By Danielle Kulp
Your Facebook says you believe Black Lives Matter, and of course you’re a feminist. Maybe you’re an intellectual tm and know the definition of intersectional feminism. You believe in equity and making resources accessible to everyone. This is fantastic!
You pat yourself on the back and share a post about centering Black queer femme voices, then hop on a zoom for your local anarchist organization chapter, comfortable in your growth. The alt right would seethe if they saw you now. You’re doing great!
You are not as radical as you think. Check out all the squares on you’re next zoom meeting. How many people of color fill those squares? How many queers, diasabled people, women/femmes? Is anyone checking all those boxes? Have you questioned why you have a scant handful of marginalized folks in your organization? “I can’t control who joins and who doesn’t” you scoff and wonder what I’m even getting at. I sound a little too combative and aggressive for your taste, but it’s got you reading doesn’t it?
You’re doing good work, you’re fighting for the revolution, smashing the heteronormative patriarchy, but in your organizations and activist groups you’re failing marginalized people. The left has a big problem and it is reproducing toxic environments for its small membership of marginalized people. Your marginalized members are drowning in microaggressions and in some cases outright aggression, and it’s driving them to silence and scaring away new prospective members.
You, my dear white anarchist, dream of leading the revolution, breaking down structures of oppression and creating something better. But your eyes glaze over, ignoring the misogyny and racism right in your local group.
Some of you will swear up and down that it doesn’t exist in your organization, and demand solid proof, while your nose is pressed up against it.
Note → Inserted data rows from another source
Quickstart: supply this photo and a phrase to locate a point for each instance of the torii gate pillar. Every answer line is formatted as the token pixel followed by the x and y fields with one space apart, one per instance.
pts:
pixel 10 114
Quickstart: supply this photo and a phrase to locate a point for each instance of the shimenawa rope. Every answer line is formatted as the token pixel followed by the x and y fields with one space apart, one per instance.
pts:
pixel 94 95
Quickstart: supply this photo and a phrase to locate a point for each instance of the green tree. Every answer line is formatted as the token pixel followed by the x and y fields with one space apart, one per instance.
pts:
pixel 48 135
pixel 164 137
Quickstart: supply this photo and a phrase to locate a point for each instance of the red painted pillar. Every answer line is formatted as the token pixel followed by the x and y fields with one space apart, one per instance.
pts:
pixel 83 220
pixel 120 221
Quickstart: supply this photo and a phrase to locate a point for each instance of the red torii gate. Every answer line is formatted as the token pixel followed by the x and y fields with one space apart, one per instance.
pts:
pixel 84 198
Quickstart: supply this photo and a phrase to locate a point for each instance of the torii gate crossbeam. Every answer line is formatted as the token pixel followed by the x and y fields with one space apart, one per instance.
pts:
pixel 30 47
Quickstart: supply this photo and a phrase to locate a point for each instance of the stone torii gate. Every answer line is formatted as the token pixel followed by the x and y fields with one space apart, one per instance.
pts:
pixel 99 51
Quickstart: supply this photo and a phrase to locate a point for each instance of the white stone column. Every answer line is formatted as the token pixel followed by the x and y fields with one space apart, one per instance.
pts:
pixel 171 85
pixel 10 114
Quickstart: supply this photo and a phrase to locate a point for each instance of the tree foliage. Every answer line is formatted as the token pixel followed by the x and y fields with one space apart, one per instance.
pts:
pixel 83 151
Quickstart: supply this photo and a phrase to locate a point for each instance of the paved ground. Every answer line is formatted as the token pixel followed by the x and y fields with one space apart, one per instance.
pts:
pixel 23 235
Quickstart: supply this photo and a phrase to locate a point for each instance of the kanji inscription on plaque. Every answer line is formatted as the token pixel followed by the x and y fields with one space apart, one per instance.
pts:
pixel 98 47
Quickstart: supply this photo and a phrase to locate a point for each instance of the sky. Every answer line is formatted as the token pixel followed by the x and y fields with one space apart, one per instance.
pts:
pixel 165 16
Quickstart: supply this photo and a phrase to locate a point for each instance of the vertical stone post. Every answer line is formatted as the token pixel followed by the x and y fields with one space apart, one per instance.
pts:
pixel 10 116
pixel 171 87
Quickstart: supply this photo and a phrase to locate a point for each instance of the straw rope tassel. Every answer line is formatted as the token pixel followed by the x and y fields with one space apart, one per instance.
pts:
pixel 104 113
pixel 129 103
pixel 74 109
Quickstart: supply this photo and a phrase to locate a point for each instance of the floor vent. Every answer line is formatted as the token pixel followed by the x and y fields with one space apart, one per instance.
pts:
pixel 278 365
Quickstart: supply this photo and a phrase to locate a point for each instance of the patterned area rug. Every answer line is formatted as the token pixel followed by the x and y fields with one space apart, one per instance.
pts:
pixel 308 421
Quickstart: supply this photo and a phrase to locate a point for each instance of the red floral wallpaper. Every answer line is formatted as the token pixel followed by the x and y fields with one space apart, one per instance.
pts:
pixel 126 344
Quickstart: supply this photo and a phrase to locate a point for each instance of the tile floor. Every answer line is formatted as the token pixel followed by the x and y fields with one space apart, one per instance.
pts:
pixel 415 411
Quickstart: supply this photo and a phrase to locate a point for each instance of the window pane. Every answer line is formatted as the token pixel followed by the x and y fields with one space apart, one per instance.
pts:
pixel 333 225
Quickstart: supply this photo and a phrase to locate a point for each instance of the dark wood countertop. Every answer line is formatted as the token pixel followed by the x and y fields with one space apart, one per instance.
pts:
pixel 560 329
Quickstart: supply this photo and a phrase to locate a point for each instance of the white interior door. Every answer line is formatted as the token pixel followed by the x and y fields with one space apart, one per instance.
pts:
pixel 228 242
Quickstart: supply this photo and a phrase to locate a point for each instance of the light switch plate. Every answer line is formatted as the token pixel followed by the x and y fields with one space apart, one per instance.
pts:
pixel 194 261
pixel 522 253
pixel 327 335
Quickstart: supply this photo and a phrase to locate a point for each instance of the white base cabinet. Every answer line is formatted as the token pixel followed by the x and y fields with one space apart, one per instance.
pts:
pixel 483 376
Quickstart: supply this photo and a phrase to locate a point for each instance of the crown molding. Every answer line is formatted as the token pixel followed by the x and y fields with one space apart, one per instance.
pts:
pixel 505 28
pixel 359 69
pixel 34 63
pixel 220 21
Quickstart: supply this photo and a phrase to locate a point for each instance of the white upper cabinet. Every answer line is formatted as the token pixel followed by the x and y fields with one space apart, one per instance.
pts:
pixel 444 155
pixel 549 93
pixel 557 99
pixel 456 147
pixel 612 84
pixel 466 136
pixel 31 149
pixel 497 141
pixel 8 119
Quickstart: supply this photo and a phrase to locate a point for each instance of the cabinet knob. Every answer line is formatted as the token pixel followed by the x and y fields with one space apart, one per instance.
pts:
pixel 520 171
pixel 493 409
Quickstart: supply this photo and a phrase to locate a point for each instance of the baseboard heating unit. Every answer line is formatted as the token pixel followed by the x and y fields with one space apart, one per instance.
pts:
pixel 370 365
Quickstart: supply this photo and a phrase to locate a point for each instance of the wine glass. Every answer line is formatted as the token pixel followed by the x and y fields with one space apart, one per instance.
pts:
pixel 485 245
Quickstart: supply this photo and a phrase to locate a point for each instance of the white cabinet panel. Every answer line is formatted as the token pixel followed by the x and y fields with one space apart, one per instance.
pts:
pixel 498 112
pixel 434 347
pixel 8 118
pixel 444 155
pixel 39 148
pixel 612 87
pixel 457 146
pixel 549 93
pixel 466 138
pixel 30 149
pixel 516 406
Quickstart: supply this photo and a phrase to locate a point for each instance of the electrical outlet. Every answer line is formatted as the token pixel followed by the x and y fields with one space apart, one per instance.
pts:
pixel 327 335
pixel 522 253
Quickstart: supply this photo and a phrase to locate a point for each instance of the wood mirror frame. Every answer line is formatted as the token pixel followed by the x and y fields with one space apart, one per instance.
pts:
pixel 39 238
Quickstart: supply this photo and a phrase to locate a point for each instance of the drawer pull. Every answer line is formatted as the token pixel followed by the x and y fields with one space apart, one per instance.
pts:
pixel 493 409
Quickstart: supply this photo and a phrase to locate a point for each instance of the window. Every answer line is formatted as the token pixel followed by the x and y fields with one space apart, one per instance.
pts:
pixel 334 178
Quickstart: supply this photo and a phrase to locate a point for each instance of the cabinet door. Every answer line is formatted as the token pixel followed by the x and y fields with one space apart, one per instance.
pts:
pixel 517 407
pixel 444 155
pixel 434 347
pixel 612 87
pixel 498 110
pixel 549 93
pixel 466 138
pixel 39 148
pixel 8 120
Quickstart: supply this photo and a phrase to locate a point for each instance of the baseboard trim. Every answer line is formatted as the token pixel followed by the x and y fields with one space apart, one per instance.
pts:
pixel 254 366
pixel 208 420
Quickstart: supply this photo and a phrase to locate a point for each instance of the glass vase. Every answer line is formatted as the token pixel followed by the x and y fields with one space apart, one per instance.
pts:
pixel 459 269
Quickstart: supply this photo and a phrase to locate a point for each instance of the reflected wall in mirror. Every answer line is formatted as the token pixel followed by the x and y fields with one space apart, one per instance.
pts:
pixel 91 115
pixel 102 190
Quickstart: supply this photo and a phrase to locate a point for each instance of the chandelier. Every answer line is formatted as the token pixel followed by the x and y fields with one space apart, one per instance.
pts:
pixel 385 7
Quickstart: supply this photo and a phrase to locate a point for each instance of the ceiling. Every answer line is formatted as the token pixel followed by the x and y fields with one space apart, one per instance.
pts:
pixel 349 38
Some of you see it, see the thin webs of these structures, but don’t speak up when the only woman in your group gets silenced, when someone seems to have a problem with all of the proposals your Black queer comrade sends out. How can you dream of revolution and uphold these violent structures in your organizations?
We need you! We need you to wake up right now! We need you to shake the white supremacy out of your eyes and shut down the white toxic masculine behaviors of your comrades. Members of oppressed minorities have strong proud voices- but in our groups, we have to demand that our comrades respect all voices, and start to notice when cis white men are doing all the talking, and no one else is.
When you go to your next anarchist meeting, I need you to look at those squares, and start thinking about what you could be doing to create an environment that stops repelling the blpoc disabled queer from joining; I want you to question why the only woman in your group is barely speaking. I want you to bring up proposals that encourage your group to partner with more diverse organizations and do outreach with marginalized communities.
If your anarchist membership is so white and male that it could pass for a snapshot of Congress, I need you to go out of your way to ask why that is, and how you’re contributing. I need you to go out of your way to make your minority members feel comfortable and heard, and go further out of your way to seek more diverse membership.
Check in with your minority members and believe them when they say they’re uncomfortable. If one indigenous comrade says something is racist and the other says they’re ok with it, don’t just take the path of least resistance and assume racism didn’t occur because one of the only two indigenous members said they were ok. Make that effort. No matter how small the infraction seems to you, everytime you call attention to it, you are training your fellow anarchists to see the structures that make your organization toxic.
Being a radical isn’t just a title, it’s a muscle that has to be worked, and the moment you start feeling comfortable in your gains, it atrophies.
You’re not as radical as you think, until you topple the racist misogynist ableist structures in your own groups, and create in your small corner of the left, the revolution you dream of for the world. It is hard work, but you didn’t become an anarchist because it was easy. If you were looking for easy, you would have just become a liberal and put out a “hate has no home here” sign on your front lawn and called it a day. You’re not as radical as you think, but I believe you will be, because we can’t do this without you.